Quinoa Apple Stuffed Squash With Cranberry Vinaigrette
- 1 acorn squash
- 1 lemon
- 1 tbsp. red wine vinegar
- 1/2 c dried cranberries
- 1/8 c diced red onion
- 1/4 c chopped apple
- 1/4 c sliced green onion
- 1/4 c shaved or grated carrot
- 1/2 c cooked quinoa
- 1 can coconut milk
- Preheat oven to 400°F.
- Cut your squash in half, scoop out the stringy bits and seeds and set on a cooking sheet lined with parchment paper open flesh side up. drizzle with olive oil and season with salt.

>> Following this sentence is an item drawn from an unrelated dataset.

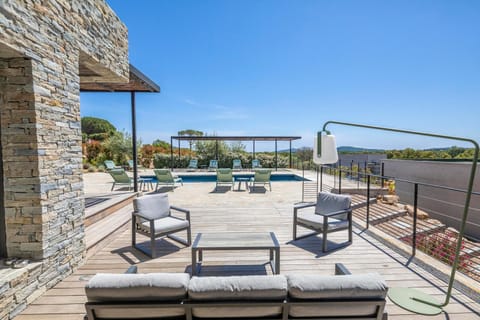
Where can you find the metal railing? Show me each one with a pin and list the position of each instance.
(428, 235)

- Bake in the oven for 40 minutes.
- While that's baking, cook your quinoa according to package directions.
- When your quinoa is cooked, mix in the carrot, apple (squeeze fresh lemon on the apple to keep from browning), red onion, green onion and 1/4 cup dried cranberries.
- Measure 1/4 cup of the coconut cream at the top of the can.
- Pour that, and 2 tbsp of the liquid coconut water underneath into a blender. Add the other 1/4 cup cranberries, the red wine vinegar and a squeeze of fresh lemon. Blend until smooth.
- When the squash is done baking, remove from oven and stuff the middle with your quinoa mixture. Drizzle with the cranberry vinaigrette. Enjoy!